用scrapy爬取一个页面里面的所有链接,但是我想获得的是爬取链接里面的内容应该如何做?以前用bs4做过成功了,但是我不知道scrapy如何进一步解析链接啊。
我的思路
解析rooturl获取url再次解析获取的url获得内容
参考一下,之前写过一个爬取汽车数据的
# -*- coding: utf-8 -*-
import scrapy
from carinfo.items import CarinfoItem,CarBrandItem,CarTypeItem
brands_id = 0
types_id = 0
cars_id = 0
class CarinfosSpider(scrapy.Spider):
name='carinfos'
start_urls = (
'http://xxx.com',
)
def parse(self, response):
links = response.xpath('//div[@class="l"]/a[1]/@href').extract()
for link in links:
yield scrapy.Request(link,callback = self.parse_brand,meta={'brands_id':brands_id,'types_id':types_id,'cars_id':cars_id})

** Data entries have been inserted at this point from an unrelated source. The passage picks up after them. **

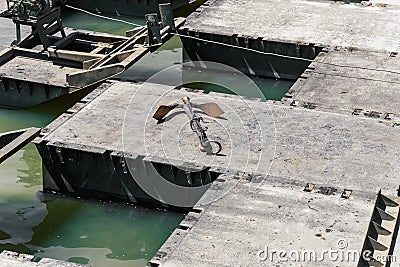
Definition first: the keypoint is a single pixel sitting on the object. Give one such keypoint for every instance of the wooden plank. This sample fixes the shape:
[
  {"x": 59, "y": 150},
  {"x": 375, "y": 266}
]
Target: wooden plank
[{"x": 19, "y": 140}]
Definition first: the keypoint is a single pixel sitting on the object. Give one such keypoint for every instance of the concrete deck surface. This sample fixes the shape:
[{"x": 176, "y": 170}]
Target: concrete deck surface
[
  {"x": 13, "y": 259},
  {"x": 369, "y": 26},
  {"x": 279, "y": 216}
]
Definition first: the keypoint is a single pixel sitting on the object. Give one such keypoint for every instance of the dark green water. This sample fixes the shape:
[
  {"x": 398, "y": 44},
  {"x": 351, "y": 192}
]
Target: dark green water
[
  {"x": 80, "y": 20},
  {"x": 102, "y": 234},
  {"x": 98, "y": 233}
]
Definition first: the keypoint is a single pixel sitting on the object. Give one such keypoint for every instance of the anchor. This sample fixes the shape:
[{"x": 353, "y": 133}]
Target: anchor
[{"x": 211, "y": 109}]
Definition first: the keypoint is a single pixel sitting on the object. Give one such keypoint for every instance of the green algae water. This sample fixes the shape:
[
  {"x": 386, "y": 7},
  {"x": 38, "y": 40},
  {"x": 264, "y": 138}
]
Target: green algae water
[
  {"x": 80, "y": 20},
  {"x": 98, "y": 233},
  {"x": 171, "y": 54}
]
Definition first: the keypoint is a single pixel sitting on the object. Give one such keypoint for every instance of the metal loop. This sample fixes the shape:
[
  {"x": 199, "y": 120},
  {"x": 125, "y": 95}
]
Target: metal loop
[{"x": 217, "y": 143}]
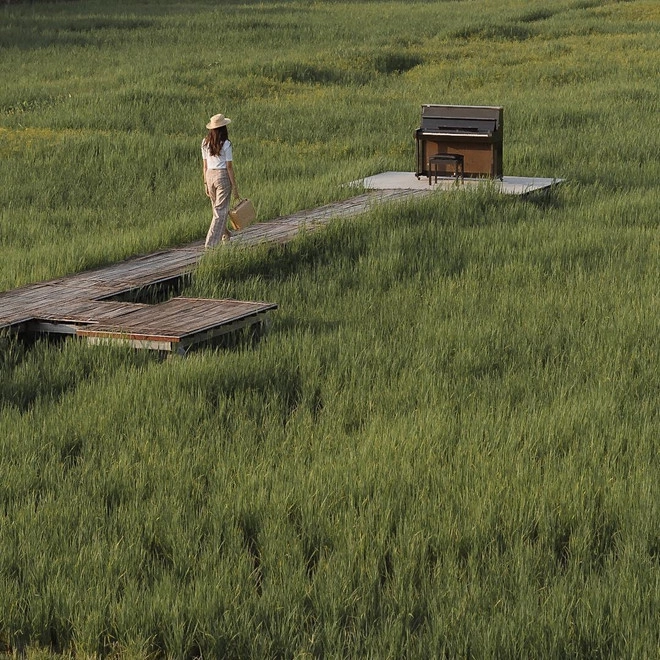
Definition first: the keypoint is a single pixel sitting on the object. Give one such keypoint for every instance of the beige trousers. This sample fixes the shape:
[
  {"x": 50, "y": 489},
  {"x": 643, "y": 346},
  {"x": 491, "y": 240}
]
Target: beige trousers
[{"x": 219, "y": 187}]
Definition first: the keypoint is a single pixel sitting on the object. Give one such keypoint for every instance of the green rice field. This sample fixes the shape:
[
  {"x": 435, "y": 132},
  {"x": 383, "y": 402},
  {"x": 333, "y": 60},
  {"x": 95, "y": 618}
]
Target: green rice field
[{"x": 445, "y": 444}]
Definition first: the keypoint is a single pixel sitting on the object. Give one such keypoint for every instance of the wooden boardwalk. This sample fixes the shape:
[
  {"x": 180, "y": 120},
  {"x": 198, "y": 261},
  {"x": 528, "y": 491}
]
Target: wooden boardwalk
[{"x": 87, "y": 304}]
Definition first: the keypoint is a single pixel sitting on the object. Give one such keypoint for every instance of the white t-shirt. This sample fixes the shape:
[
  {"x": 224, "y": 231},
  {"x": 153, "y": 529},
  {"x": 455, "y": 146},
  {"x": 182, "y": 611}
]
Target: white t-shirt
[{"x": 217, "y": 162}]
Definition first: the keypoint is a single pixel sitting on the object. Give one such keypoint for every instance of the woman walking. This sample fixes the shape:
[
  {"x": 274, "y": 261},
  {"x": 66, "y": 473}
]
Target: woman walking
[{"x": 219, "y": 179}]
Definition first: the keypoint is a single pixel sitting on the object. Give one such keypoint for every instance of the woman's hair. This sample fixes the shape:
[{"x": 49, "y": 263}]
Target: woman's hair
[{"x": 215, "y": 139}]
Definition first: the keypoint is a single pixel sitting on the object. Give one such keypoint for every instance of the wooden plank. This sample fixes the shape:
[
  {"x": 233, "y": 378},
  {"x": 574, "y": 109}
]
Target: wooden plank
[{"x": 82, "y": 299}]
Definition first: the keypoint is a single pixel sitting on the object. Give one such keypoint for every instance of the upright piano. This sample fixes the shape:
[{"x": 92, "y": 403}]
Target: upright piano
[{"x": 473, "y": 131}]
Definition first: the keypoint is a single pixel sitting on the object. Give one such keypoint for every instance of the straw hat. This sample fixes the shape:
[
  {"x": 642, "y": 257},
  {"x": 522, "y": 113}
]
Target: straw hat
[{"x": 217, "y": 121}]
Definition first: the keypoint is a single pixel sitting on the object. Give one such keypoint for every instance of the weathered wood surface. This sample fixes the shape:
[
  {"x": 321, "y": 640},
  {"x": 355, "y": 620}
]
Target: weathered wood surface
[{"x": 82, "y": 303}]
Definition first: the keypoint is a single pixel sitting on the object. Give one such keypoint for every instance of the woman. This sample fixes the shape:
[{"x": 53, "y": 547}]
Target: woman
[{"x": 219, "y": 180}]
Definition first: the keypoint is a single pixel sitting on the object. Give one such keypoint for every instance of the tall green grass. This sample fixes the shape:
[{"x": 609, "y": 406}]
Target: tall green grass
[{"x": 444, "y": 445}]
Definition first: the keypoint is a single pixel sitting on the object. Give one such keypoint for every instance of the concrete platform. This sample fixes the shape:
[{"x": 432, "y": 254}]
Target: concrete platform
[{"x": 509, "y": 185}]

def parse_brand(self,response):
# brands_id = response.meta['brands_id']
# types_id = response.meta['types_id']
# cars_id = response.meta['cars_id']
global brands_id
global types_id
global cars_id
brand_id = brands_id
brands_id = brands_id + 1
brand_name = response.css('.brand_logo+h1::text').extract()[0]

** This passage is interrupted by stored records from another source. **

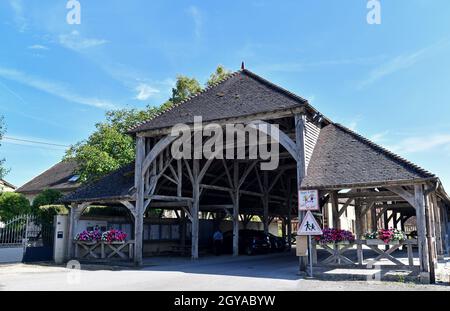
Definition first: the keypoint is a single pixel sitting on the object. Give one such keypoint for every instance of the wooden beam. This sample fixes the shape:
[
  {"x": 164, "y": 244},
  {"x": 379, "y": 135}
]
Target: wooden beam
[
  {"x": 236, "y": 209},
  {"x": 265, "y": 200},
  {"x": 139, "y": 205},
  {"x": 419, "y": 204},
  {"x": 408, "y": 196},
  {"x": 300, "y": 121},
  {"x": 155, "y": 152}
]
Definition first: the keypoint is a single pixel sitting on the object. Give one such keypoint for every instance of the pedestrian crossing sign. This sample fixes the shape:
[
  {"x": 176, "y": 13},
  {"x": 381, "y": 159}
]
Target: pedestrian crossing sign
[{"x": 309, "y": 226}]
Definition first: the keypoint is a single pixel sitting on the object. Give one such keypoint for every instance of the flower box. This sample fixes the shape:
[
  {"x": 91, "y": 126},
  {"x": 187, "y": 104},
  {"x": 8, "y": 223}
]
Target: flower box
[
  {"x": 381, "y": 242},
  {"x": 341, "y": 243}
]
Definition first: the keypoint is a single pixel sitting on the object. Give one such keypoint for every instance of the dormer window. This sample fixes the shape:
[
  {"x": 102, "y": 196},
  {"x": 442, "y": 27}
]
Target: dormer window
[{"x": 74, "y": 178}]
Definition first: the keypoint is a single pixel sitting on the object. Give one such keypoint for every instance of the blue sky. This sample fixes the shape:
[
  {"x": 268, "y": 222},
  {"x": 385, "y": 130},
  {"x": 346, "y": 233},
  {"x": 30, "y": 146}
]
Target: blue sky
[{"x": 389, "y": 82}]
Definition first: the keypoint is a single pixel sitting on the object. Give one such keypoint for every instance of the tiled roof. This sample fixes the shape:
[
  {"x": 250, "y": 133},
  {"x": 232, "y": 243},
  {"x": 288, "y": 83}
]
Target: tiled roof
[
  {"x": 7, "y": 184},
  {"x": 242, "y": 93},
  {"x": 342, "y": 157},
  {"x": 57, "y": 177}
]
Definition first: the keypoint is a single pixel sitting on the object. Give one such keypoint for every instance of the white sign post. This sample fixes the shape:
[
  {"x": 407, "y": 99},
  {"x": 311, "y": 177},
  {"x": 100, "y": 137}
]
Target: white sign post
[
  {"x": 308, "y": 200},
  {"x": 309, "y": 227}
]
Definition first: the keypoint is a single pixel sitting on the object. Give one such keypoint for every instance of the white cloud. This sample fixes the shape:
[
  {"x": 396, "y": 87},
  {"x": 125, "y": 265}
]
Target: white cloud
[
  {"x": 38, "y": 47},
  {"x": 308, "y": 65},
  {"x": 145, "y": 91},
  {"x": 197, "y": 16},
  {"x": 75, "y": 41},
  {"x": 422, "y": 143},
  {"x": 399, "y": 63},
  {"x": 54, "y": 88},
  {"x": 379, "y": 137}
]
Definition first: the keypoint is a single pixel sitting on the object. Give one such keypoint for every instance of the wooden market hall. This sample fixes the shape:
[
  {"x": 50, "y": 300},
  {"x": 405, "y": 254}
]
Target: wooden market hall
[{"x": 351, "y": 173}]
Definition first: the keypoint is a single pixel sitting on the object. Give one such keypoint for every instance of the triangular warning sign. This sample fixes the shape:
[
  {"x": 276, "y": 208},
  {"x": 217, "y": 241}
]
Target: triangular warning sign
[{"x": 309, "y": 226}]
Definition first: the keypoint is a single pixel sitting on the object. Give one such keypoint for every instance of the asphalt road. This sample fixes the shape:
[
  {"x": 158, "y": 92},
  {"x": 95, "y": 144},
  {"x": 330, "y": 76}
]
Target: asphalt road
[{"x": 273, "y": 272}]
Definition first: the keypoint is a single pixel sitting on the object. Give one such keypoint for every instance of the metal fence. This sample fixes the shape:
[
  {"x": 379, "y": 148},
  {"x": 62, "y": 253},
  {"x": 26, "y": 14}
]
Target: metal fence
[{"x": 27, "y": 231}]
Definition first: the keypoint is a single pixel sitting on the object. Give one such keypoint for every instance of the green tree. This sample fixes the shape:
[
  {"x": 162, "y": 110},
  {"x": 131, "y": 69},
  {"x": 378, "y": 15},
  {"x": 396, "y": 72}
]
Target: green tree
[
  {"x": 185, "y": 87},
  {"x": 220, "y": 74},
  {"x": 47, "y": 197},
  {"x": 3, "y": 170},
  {"x": 110, "y": 147},
  {"x": 12, "y": 205}
]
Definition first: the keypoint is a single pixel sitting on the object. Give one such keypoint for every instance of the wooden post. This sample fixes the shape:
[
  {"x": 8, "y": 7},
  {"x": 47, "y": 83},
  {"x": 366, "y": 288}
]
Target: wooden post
[
  {"x": 300, "y": 121},
  {"x": 373, "y": 218},
  {"x": 419, "y": 201},
  {"x": 445, "y": 231},
  {"x": 429, "y": 221},
  {"x": 438, "y": 224},
  {"x": 335, "y": 209},
  {"x": 236, "y": 208},
  {"x": 359, "y": 230},
  {"x": 289, "y": 213},
  {"x": 195, "y": 207},
  {"x": 140, "y": 193},
  {"x": 266, "y": 202}
]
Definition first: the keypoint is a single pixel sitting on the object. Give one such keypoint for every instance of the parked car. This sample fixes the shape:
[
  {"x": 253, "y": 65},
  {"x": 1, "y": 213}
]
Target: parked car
[
  {"x": 278, "y": 244},
  {"x": 250, "y": 242}
]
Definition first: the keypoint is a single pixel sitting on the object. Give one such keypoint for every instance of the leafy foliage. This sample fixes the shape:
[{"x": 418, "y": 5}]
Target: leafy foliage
[
  {"x": 3, "y": 170},
  {"x": 46, "y": 197},
  {"x": 47, "y": 213},
  {"x": 220, "y": 74},
  {"x": 13, "y": 204},
  {"x": 184, "y": 88}
]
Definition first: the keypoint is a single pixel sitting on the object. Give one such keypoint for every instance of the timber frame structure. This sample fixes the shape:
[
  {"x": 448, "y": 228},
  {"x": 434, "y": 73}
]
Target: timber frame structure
[{"x": 315, "y": 153}]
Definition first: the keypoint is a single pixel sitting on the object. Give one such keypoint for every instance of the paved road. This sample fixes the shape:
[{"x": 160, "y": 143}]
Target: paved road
[{"x": 273, "y": 272}]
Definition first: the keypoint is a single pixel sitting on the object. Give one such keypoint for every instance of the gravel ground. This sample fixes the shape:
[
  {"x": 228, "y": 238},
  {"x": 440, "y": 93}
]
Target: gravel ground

brand_img = response.css('.brand_logo img::attr(src)').extract()
#记录brand_id,brand_name,brand_img
item = CarBrandItem()
item['infoType'] = 'brand'
item['brandID'] = brand_id
item['brandName'] = brand_name
yield item
links = response.css('.car-list p a::attr(href)').extract()
for i in range(len(links)):
full_url = response.urljoin(links[i]) + 'items.html'
yield scrapy.Request(full_url,callback = self.parse_type,meta={'brand_id':brand_id,'brand_name':brand_name,'brands_id':brands_id,'types_id':types_id,'cars_id':cars_id})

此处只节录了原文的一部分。